We have learned "et æble'. So, why is it now "en mands æble" instead of "et mands æble"?
Because the article needs accord with man and not with apple=>en mand/ manden. Imagine it was "Two men's apple", there would be two guys and one apple. Same in danish. The genitive works as an article in this case, so to speak.
Thanks, that's a short version of the genitive lesson which followed shortly after I ran into this one :-) As I understand them now, the rules seem similar to the Dutch rules but different from for instance the French ones.
Yeah, French and Spanish and many other latin languages don't really have a genitive, so both nouns should have their own determinant/article. I guess genitive is common/similar in the germanics.
No genitive in French. I remember when I first learned to use it in German, I was like "Wow, this is so easy!" when compared to the use of aaaallll the determinants in French... And it makes for shorter, clearer ways of saying the same thing...
PMFJI, I can't recall Dutch using a genitive in this way.

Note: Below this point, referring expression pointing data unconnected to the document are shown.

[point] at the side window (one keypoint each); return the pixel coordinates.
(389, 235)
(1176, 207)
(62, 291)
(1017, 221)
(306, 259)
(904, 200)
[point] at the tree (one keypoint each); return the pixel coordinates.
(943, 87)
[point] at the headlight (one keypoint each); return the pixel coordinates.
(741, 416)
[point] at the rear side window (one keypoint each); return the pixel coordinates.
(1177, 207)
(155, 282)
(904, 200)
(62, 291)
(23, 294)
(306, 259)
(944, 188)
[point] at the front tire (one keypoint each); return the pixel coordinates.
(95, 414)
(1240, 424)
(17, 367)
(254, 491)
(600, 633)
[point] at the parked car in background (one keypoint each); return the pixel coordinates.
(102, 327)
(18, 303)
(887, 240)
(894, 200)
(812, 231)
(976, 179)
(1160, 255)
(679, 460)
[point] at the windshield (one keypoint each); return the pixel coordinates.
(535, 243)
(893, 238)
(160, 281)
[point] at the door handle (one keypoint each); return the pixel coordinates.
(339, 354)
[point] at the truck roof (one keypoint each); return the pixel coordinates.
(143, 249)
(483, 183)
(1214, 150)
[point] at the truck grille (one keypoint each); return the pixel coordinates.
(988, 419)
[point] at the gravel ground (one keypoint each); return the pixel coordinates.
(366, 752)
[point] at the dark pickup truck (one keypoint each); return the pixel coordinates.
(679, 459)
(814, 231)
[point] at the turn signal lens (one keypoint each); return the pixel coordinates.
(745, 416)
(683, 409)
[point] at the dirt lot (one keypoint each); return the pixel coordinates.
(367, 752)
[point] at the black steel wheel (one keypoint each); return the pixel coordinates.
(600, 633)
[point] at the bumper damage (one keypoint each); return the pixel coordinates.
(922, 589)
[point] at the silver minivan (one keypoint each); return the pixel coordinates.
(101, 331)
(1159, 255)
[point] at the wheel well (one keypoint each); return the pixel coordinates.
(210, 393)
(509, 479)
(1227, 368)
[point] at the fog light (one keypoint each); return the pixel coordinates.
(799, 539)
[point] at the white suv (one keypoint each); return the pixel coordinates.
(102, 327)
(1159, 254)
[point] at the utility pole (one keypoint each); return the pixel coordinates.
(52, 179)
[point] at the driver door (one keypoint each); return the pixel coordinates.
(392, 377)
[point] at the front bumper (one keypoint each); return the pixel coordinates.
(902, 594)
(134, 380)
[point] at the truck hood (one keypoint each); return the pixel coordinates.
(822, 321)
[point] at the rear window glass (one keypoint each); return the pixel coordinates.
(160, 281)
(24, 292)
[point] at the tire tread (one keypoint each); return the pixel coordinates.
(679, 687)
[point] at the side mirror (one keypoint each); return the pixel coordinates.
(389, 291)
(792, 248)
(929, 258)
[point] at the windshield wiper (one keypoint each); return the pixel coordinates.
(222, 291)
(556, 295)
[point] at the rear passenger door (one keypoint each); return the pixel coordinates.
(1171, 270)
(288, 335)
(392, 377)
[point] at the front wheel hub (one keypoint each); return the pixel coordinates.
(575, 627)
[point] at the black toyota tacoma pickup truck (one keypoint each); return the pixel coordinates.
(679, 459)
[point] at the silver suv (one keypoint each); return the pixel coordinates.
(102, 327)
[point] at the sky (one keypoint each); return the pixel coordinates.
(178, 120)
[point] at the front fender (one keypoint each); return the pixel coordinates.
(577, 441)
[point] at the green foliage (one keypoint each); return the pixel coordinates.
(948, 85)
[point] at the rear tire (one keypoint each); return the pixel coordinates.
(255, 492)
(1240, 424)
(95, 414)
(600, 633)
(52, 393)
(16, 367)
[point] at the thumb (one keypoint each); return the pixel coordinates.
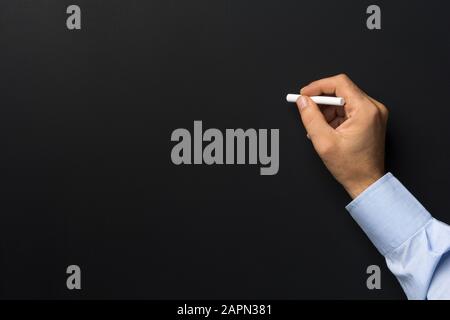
(313, 119)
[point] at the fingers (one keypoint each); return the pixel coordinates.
(339, 85)
(384, 111)
(313, 119)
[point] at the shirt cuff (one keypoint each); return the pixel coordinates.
(388, 213)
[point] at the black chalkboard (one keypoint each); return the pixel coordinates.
(86, 118)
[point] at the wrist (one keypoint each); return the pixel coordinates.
(356, 187)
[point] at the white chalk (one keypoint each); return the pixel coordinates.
(329, 101)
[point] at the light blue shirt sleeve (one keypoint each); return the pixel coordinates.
(415, 245)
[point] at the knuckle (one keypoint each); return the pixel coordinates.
(343, 77)
(326, 148)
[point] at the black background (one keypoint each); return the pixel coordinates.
(85, 124)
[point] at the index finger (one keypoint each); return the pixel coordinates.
(340, 86)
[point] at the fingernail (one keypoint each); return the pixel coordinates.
(303, 102)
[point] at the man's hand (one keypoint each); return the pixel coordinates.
(349, 139)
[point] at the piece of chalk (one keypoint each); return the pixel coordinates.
(329, 101)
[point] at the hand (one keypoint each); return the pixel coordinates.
(349, 139)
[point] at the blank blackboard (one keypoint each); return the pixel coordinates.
(85, 123)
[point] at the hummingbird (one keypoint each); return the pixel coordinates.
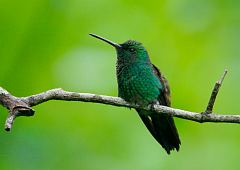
(140, 82)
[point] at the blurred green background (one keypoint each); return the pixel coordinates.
(45, 44)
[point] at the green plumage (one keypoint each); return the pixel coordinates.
(140, 82)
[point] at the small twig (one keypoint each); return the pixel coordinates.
(21, 106)
(215, 90)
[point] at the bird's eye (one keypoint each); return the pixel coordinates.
(131, 49)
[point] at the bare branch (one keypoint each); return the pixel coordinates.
(214, 93)
(21, 106)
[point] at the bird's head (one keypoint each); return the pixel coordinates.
(129, 51)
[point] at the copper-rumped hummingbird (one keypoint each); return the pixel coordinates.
(140, 82)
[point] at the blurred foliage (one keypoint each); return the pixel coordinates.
(45, 44)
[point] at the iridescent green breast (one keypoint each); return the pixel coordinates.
(138, 84)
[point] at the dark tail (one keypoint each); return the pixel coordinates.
(162, 128)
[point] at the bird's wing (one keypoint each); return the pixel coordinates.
(162, 126)
(165, 97)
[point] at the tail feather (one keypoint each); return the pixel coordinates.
(162, 128)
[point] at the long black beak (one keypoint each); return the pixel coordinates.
(106, 40)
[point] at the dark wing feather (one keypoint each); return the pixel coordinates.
(162, 126)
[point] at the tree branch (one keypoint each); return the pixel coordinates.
(214, 93)
(21, 106)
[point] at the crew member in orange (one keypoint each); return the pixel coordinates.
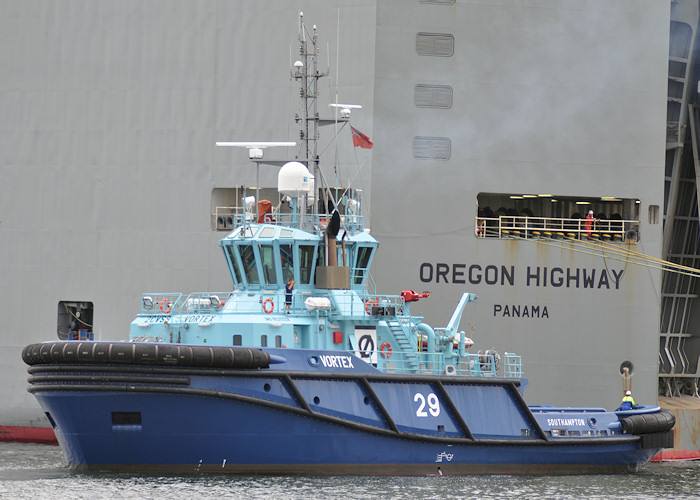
(589, 223)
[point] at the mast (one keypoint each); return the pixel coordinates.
(306, 72)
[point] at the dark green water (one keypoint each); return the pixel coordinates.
(38, 472)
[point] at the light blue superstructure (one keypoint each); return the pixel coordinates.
(345, 380)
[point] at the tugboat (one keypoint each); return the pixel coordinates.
(304, 368)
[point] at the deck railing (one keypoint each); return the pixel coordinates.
(229, 218)
(516, 226)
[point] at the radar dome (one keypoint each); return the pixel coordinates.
(294, 179)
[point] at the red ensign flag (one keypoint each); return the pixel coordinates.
(360, 139)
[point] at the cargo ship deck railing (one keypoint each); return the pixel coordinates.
(511, 226)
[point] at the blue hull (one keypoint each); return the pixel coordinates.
(190, 434)
(292, 418)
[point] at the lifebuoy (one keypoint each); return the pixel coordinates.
(268, 301)
(164, 305)
(369, 304)
(386, 345)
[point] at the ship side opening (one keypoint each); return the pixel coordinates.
(518, 215)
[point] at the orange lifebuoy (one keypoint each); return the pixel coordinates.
(386, 345)
(164, 305)
(268, 301)
(369, 304)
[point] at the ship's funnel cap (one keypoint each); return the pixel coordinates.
(294, 179)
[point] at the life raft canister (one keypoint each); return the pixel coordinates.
(268, 305)
(371, 303)
(387, 346)
(164, 305)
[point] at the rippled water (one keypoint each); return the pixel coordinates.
(38, 471)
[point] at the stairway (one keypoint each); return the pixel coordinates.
(409, 357)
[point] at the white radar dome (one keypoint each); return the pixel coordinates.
(294, 179)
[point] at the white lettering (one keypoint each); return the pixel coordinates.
(565, 422)
(336, 361)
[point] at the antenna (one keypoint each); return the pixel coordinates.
(255, 152)
(345, 108)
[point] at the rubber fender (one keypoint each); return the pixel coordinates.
(137, 353)
(647, 423)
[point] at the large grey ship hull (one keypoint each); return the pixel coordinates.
(110, 113)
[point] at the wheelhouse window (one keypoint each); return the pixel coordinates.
(234, 263)
(306, 260)
(363, 256)
(267, 258)
(249, 267)
(287, 259)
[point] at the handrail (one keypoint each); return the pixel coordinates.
(507, 226)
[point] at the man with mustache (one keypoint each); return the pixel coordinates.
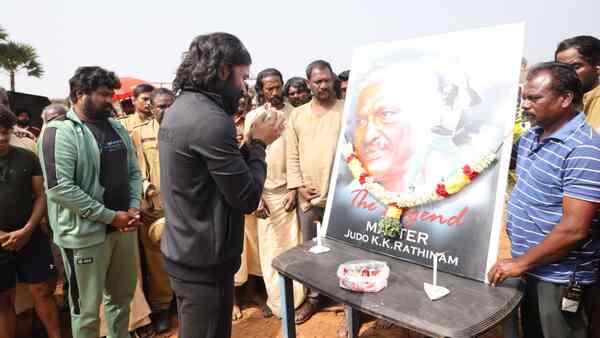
(20, 137)
(296, 91)
(552, 217)
(209, 182)
(145, 141)
(312, 135)
(24, 122)
(277, 227)
(583, 53)
(142, 106)
(93, 186)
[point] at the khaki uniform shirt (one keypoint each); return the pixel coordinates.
(311, 146)
(591, 106)
(145, 140)
(276, 160)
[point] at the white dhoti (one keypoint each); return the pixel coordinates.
(276, 234)
(251, 255)
(140, 309)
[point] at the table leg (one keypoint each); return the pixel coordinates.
(287, 307)
(352, 321)
(510, 325)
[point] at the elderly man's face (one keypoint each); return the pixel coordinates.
(382, 136)
(544, 104)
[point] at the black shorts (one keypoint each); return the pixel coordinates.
(32, 264)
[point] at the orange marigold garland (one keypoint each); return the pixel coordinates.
(390, 224)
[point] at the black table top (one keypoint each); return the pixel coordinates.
(471, 307)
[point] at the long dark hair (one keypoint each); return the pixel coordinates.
(199, 69)
(258, 86)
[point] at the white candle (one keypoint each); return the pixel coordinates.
(319, 243)
(435, 269)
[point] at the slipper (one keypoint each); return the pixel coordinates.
(307, 310)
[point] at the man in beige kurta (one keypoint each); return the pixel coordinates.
(312, 135)
(277, 225)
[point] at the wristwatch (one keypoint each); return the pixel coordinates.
(257, 142)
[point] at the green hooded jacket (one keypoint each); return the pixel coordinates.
(70, 159)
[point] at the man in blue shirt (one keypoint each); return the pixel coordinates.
(552, 213)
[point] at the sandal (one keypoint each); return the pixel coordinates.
(307, 310)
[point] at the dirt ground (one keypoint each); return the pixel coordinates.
(322, 325)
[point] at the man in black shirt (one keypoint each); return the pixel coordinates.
(208, 183)
(25, 251)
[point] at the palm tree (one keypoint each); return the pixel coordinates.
(17, 56)
(3, 34)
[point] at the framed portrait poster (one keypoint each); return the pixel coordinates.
(426, 140)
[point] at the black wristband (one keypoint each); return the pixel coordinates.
(257, 142)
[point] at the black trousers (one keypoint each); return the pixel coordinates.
(204, 309)
(542, 315)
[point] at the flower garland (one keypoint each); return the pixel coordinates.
(390, 224)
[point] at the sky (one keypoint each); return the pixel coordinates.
(145, 39)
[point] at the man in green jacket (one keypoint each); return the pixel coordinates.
(93, 187)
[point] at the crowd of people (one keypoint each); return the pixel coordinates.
(176, 204)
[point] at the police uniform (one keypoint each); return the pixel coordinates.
(144, 138)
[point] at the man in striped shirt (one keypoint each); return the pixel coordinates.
(552, 219)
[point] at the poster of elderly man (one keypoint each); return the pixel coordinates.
(425, 149)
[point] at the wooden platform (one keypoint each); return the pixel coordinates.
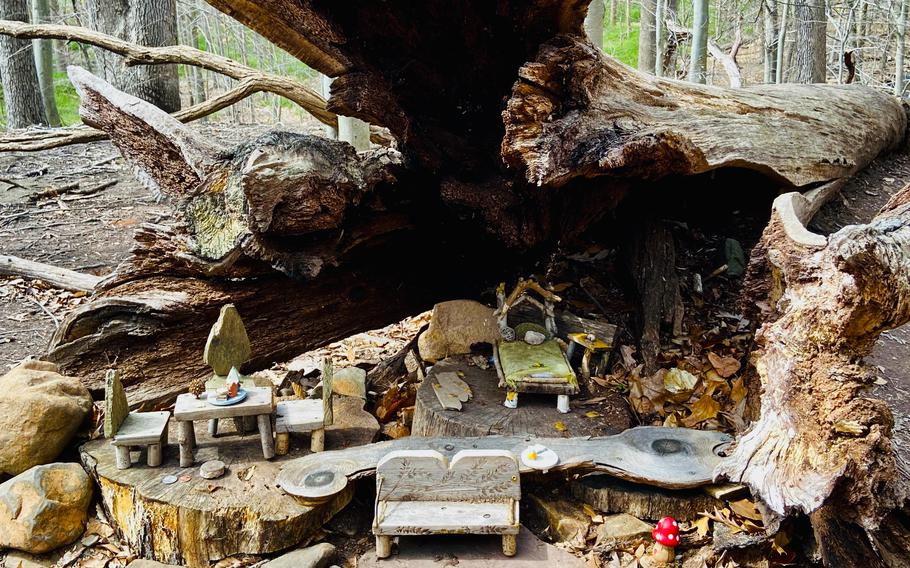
(195, 521)
(485, 414)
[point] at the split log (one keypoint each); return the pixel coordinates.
(53, 275)
(577, 113)
(485, 415)
(822, 445)
(675, 458)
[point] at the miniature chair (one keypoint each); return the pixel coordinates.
(308, 415)
(418, 492)
(132, 429)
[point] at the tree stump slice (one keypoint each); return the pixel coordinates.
(190, 523)
(611, 495)
(485, 414)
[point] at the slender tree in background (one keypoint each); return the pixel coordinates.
(769, 39)
(646, 36)
(781, 43)
(899, 50)
(698, 62)
(21, 93)
(660, 36)
(594, 22)
(146, 22)
(44, 62)
(809, 64)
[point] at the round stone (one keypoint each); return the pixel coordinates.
(212, 469)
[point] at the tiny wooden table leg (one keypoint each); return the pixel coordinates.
(153, 457)
(317, 440)
(509, 544)
(123, 457)
(383, 546)
(186, 438)
(282, 443)
(265, 432)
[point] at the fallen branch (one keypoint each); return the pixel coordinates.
(53, 275)
(251, 81)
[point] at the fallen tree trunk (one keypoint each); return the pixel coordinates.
(821, 445)
(294, 211)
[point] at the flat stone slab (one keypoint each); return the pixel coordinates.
(471, 551)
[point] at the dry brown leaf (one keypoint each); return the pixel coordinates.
(746, 508)
(725, 366)
(738, 393)
(702, 525)
(704, 408)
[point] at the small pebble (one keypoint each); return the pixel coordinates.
(212, 469)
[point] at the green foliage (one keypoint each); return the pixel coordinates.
(619, 44)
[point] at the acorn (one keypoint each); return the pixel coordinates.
(197, 387)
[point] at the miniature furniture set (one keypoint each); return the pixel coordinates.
(306, 415)
(132, 429)
(420, 492)
(529, 357)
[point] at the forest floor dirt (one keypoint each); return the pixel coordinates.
(93, 233)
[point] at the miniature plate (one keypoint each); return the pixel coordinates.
(539, 457)
(241, 396)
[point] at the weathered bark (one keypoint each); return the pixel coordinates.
(699, 58)
(822, 446)
(21, 92)
(44, 62)
(150, 23)
(809, 17)
(577, 114)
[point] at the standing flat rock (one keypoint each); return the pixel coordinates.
(115, 406)
(40, 411)
(228, 345)
(471, 551)
(44, 508)
(455, 326)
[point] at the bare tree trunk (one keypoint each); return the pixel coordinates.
(646, 40)
(809, 16)
(782, 44)
(769, 11)
(899, 50)
(594, 22)
(21, 92)
(44, 63)
(699, 59)
(152, 23)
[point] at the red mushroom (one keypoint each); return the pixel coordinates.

What rule are you referring to?
no its true in for example in dutch its het kind (the child) and de fiets (the bicycle) if you want to say the child's bicycle you say het kind's fiets and not de kind's fiets idk if there is a specific rule for that (im dutch so it kinda goes naturally ) but i really hope this helps and if not sorry!
"mands" = "(a) man's" "mandens" = "the man's" It's about indefinite and definite article.